Exercise 3.12 (Bins) Please read the document of np.digitize(), and use it to do the following task.

Set the following bins:

  • Less than or equal to 3: small
  • Bigger than 3 but less than or equal to 5: medium
  • Bigger than 5: large

Please transform the following data iris_2c into texts using the given bins.

import numpy as np
url = 'https://archive.ics.uci.edu/ml/machine-learning-databases/iris/iris.data'
iris_2c = np.genfromtxt(url, delimiter=',', dtype='object')[:, 2].astype('float')

Exercise 3.13 Consider a 2d ndarray a.

import numpy as np
a = np.random.rand(5, 5)
  1. Please sort it along the 3rd column.
  2. Please sort it along the 2nd row.

You may use np.argsort() for the problem.

Exercise 3.14 (One-hot vector) Compute the one-hot encodings of a given array. You may use the following array as a test example. In this example, there are 3 labels. So the one-hot vectors are 3 dimensional vectors.

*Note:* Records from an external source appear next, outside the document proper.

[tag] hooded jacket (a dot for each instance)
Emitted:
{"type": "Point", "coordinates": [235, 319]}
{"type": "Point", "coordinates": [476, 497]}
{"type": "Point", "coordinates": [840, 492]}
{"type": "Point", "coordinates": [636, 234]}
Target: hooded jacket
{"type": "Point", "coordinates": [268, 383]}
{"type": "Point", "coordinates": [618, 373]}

For more infomation about one-hot encodings, you may check the Wiki page. You are not allowed to use packages that can directly compute the one-hot encodings for this problem.

import numpy as np
arr = np.random.randint(1,4, size=6)

Exercise 3.15 Consider arr = np.arange(8). A stride of arr with a window length of 4 and strides of 2 is a 2d ndarray that looks like:

array([[0, 1, 2, 3],
       [2, 3, 4, 5],
       [4, 5, 6, 7]])

Please write a function that takes arr and length and strides as inputs, and its stride as outputs.